Vorski ne quittait pas des yeux le bâton de métal. Chose étrange, ce métal brillait, comme si nulle poussière ne l’eût couvert. Vorski avança la main.

« Non, non, fit vivement Conrad.

— Et pourquoi ?

— C’est peut-être cela que Maguennoc a touché et qui lui a brûlé la main.

— Tu es fou.

— Cependant…

— Eh ! je ne crains rien, » déclara Vorski en saisissant l’objet.

C’était un sceptre de plomb travaillé fort grossièrement, mais qui révélait pourtant un certain effort artistique. Sur le manche s’enroulait un serpent, tantôt incrusté dans le plomb et tantôt en relief. La tête, énorme et disproportionnée de ce serpent formait le pommeau et se hérissait de clous d’argent et de petits cailloux verts transparents comme des émeraudes.

« Est-ce la Pierre-Dieu ? » murmura Vorski.

Il maniait l’objet et l’examinait en tous sens avec une crainte respectueuse, et il ne tarda pas à s’apercevoir que le pommeau branlait de façon imperceptible. Il le remua, le tourna à droite, puis à gauche, et, finalement, il y eut un déclenchement : la tête du serpent se dévissait.

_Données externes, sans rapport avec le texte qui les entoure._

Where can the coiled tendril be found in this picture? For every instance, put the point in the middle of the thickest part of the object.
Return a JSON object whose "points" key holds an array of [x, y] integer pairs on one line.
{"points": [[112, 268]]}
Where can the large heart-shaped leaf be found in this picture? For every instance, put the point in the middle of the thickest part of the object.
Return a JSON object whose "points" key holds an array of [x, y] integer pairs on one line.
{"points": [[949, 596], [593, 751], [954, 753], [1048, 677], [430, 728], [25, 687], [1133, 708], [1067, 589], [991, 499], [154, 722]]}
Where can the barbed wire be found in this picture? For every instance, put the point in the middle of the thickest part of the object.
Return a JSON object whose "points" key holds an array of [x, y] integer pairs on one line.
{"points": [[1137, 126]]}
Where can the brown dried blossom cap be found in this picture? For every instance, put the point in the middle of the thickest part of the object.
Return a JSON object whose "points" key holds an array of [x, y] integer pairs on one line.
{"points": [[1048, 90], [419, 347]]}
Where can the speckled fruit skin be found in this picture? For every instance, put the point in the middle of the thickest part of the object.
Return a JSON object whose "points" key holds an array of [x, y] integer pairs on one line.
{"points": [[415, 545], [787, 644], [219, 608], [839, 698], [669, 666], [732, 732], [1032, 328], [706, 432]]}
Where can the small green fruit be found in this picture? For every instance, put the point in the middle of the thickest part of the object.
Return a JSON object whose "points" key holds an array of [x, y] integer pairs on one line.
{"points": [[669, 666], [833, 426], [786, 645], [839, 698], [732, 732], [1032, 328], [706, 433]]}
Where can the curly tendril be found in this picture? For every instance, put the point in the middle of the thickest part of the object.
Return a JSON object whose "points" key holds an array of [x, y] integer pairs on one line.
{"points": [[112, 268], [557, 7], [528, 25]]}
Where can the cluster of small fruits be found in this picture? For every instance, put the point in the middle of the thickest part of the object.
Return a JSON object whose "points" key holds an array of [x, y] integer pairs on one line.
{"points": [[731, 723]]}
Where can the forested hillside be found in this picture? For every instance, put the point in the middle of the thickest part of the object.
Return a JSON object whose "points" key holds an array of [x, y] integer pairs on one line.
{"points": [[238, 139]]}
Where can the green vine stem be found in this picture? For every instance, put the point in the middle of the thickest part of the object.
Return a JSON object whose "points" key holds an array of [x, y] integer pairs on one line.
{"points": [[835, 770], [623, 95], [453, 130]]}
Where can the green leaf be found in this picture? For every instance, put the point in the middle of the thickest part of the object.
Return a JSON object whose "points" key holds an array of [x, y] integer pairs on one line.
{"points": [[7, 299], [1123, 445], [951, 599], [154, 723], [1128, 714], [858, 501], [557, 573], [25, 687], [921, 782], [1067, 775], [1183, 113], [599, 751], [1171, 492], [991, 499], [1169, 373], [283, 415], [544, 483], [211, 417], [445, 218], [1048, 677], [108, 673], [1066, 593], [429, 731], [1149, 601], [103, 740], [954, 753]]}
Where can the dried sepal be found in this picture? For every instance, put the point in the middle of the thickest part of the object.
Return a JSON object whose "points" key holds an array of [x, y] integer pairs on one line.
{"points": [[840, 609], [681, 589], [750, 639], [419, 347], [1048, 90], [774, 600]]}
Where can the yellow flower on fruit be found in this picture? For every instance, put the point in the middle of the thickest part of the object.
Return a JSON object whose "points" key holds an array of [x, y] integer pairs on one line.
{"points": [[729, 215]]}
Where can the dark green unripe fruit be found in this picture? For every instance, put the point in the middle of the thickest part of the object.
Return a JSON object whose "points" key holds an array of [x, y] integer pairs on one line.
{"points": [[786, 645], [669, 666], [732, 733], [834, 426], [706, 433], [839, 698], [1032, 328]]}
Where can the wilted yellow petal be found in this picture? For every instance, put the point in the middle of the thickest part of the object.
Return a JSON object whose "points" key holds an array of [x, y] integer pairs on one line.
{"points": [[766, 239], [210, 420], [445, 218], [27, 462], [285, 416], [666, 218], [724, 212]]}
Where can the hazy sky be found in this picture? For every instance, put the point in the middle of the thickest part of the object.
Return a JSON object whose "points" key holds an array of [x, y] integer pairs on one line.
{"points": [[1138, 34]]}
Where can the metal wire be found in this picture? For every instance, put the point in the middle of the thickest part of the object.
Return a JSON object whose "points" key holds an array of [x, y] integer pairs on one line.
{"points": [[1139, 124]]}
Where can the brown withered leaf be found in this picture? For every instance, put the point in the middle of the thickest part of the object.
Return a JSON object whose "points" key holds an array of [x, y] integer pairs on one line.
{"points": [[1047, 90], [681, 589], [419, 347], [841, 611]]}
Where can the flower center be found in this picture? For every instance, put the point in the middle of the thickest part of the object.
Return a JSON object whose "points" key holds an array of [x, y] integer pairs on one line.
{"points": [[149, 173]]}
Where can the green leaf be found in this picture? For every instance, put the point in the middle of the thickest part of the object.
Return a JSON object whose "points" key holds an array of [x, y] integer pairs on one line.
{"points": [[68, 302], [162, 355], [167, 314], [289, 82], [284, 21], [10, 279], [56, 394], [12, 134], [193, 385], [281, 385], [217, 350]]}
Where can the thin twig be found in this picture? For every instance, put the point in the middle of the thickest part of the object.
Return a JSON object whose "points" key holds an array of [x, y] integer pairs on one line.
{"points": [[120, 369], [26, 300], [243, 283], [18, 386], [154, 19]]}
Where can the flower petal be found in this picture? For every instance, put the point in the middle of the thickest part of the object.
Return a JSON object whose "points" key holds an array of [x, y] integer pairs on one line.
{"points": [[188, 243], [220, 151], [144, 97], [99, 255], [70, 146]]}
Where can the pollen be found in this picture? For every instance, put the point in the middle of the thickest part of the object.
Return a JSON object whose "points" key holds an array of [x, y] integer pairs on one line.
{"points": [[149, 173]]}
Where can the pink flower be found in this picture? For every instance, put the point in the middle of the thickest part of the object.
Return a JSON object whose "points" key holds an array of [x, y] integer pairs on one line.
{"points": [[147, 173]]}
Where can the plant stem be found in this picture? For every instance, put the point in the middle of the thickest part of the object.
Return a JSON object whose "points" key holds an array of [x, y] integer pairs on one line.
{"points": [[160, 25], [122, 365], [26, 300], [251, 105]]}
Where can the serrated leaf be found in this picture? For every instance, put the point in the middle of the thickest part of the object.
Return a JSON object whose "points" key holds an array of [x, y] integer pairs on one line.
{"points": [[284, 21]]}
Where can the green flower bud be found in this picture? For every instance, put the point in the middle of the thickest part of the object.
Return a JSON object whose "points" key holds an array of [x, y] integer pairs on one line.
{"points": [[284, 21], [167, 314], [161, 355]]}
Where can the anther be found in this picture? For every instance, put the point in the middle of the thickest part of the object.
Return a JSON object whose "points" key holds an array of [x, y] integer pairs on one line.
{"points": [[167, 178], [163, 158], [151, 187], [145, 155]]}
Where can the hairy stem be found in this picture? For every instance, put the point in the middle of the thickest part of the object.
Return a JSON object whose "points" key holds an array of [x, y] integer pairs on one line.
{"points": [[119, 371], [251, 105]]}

À l’intérieur, un vide était ménagé. Dans ce vide, une pierre… une pierre menue, de couleur rougeâtre, avec des veines jaunes qui ressemblaient à des veines d’or.

« C’est elle ! oh ! c’est elle ! » prononça Vorski, bouleversé.

« N’y touchez pas ! répéta Conrad, plein d’effroi.

— Ce qui a brûlé Maguennoc ne brûlera pas Vorski, » répondit-il gravement.

Et par forfanterie, débordant d’orgueil et de joie, il gardait la pierre mystérieuse au fond de sa main fermée, qu’il serrait de toutes ses forces.

« Qu’elle me brûle, j’y consens ! Qu’elle entre dans ma chair, j’en serai heureux. »

Conrad lui fit un signe et mit un doigt sur sa bouche.